Fangen wir mal ganz am Anfang an. In den späten 60ern und frühen 70ern, als sich vor allem in New York im starken Kontrast zur Hippie-Bewegung etwas formte, das heute als Protopunk bezeichnet wird – so etwas wie ein ideologischer Prototyp für Punk. Rauer Sound, radikale Worte und roher Ausdruck, der bis heute Punker/innen aller Generationen inspiriert.

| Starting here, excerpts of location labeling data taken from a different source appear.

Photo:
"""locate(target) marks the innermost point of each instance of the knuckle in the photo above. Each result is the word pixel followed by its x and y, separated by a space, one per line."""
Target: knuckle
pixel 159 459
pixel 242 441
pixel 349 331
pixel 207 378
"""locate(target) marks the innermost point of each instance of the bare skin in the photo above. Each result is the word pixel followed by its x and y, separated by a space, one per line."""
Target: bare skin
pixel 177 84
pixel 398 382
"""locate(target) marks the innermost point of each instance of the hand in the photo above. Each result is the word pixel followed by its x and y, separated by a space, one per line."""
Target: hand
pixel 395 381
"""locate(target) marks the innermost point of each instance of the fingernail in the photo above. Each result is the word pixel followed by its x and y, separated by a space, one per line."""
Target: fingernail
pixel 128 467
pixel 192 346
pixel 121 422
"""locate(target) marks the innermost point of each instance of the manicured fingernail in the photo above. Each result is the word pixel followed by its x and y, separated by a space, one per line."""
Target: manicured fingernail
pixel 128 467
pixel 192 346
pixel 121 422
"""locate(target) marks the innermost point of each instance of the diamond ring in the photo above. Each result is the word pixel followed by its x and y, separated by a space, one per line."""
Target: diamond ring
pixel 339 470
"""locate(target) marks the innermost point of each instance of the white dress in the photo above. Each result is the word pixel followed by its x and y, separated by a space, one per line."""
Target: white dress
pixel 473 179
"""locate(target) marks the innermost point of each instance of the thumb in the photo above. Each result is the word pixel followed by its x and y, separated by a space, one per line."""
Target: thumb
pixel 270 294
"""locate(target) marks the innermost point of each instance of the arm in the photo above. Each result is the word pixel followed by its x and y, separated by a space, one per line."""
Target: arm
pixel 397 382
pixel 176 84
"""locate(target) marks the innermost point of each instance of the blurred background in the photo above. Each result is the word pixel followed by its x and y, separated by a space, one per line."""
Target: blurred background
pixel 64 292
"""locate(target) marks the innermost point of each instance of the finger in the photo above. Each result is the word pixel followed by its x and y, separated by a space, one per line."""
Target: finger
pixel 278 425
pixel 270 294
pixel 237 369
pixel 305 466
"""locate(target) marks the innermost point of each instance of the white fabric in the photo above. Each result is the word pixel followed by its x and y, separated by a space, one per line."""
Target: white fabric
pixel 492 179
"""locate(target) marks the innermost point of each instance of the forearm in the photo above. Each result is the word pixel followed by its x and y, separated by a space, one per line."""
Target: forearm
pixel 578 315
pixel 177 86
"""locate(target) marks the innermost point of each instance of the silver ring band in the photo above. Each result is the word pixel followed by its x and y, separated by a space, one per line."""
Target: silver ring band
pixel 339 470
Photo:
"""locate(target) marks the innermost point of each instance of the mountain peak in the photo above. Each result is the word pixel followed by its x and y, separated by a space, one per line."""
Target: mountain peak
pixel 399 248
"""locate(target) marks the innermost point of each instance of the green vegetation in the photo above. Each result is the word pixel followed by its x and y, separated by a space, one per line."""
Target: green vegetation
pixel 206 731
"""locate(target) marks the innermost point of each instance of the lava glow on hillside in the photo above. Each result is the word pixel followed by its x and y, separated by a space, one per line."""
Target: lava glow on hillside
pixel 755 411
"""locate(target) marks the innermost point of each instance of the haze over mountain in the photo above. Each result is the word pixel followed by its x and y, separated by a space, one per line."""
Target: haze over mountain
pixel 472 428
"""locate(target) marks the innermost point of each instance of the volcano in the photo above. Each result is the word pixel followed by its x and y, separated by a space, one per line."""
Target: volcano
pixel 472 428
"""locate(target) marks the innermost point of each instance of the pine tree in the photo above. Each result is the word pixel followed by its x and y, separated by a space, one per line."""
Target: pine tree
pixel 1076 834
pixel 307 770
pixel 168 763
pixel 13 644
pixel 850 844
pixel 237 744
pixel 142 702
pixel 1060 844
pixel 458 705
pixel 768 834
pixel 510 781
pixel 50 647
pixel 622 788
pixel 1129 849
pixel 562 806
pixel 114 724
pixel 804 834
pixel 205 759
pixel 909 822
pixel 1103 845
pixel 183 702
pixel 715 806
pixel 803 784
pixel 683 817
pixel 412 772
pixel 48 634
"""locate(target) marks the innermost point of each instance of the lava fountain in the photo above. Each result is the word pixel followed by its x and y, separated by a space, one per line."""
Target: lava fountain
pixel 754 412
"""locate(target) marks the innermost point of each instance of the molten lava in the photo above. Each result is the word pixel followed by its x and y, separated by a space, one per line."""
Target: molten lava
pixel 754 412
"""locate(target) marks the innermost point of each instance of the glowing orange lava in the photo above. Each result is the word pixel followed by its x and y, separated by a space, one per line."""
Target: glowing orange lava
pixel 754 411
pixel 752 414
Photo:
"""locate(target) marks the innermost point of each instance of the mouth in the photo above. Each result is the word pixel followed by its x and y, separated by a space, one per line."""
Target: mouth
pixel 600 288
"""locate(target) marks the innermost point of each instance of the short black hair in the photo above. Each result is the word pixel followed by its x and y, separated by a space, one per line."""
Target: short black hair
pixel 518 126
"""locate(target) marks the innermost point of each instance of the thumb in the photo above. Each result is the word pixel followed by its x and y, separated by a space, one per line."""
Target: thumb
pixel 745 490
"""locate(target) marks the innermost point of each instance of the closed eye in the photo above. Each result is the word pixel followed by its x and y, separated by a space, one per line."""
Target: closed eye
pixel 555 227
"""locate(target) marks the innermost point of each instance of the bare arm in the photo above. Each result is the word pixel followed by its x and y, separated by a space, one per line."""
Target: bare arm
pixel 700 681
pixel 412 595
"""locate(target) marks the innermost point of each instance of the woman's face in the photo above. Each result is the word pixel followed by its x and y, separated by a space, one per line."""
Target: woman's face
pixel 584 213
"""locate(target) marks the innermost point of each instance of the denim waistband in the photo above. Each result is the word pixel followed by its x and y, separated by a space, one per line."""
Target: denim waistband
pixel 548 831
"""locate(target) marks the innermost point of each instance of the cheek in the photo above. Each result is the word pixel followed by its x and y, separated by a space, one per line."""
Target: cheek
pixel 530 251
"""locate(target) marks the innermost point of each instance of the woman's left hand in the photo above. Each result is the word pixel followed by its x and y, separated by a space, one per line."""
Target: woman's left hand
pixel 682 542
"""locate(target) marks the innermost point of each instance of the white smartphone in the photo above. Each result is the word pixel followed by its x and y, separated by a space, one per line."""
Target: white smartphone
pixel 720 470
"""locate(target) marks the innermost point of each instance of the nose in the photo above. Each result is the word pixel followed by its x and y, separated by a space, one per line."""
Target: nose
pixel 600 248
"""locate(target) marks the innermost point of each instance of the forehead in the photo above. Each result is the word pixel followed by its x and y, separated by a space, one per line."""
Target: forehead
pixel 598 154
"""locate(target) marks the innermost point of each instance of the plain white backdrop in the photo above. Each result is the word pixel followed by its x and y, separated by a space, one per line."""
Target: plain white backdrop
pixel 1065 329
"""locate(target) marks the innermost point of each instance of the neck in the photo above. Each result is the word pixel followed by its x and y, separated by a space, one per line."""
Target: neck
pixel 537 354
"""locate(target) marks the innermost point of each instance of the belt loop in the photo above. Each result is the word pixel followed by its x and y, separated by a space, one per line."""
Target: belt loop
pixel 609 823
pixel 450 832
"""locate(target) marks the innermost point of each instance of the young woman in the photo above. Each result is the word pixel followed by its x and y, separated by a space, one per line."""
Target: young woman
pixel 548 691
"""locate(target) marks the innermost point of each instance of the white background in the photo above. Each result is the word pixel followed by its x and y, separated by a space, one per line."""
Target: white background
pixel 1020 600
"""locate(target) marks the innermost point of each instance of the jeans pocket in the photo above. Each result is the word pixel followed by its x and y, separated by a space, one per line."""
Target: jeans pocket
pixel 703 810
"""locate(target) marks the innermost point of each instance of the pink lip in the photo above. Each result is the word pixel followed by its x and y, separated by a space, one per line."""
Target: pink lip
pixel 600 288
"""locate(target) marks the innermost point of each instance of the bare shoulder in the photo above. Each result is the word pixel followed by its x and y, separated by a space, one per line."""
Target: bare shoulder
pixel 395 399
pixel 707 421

Patti Smith, die sogenannte „Godmother of Punk“, macht direkt im ersten Beispiel klar, dass bei Punk Rock Vocals wirklich alles erlaubt ist. Kaum erkennbarer Rhythmus, keine Reime, gedankenstromartiger Text, vulgäre Wortwahl und grotesker Titel. Eine radikale Rebellion gegen Dogmen in der Musik, gegen klassische Frauenbilder und Prüderie, begleitet von einer komplexen Klavierbegleitung.

The Stooges mit ihrem legendären Frontmann Iggy Pop sind hier im direkten Vergleich noch verhältnismäßig konventionell unterwegs mit ihrer klassischen Rockband-Besetzung. Abgesehen davon ist jedoch an „I Wanna Be Your Dog“ kaum etwas zu entdecken, das nicht im starken Kontrast zum damaligen musikalischen Mainstream steht. Bewusst kaputter Gitarrensound, monotones und simples Arrangement, im wahrsten Sinne des Wortes eintönige Vocals und ein kritisch-kryptischer Text. Mehr gesprochen als gesungen, trotzdem mit klarer Rhythmik und einigen Reimen, aber immer noch mit klarem Fokus auf den Inhalt, Aussage und Attitüde des simpel gehaltenen Textes gehört dieser Song eindeutig zum Protopunk.

Zwei gute Beispiele für eine der Grundsäulen in der Philosophie des Punk: das bewusste Zelebrieren des Dilettantismus. Mit minimalen Mitteln ausdrucksstarke Kunst machen, die sogar von ihrer „dilettantischen“ Ausführung lebt. Das soll nicht bedeuten, dass Iggy Pop oder Patti Smith es nicht draufgehabt hätten, ganz im Gegenteil. Beide haben im Laufe ihrer Karrieren ein außergewöhnliches musikalisches und stimmliches Können unter Beweis gestellt und sich trotzdem und bewusst dagegen entschieden, ihr Können zu präsentieren. Iggy singt kaum, intoniert bewusst daneben, Patty singt gar nicht, sie spricht nicht einmal rhythmisch. Und das ist Punk as Fuck!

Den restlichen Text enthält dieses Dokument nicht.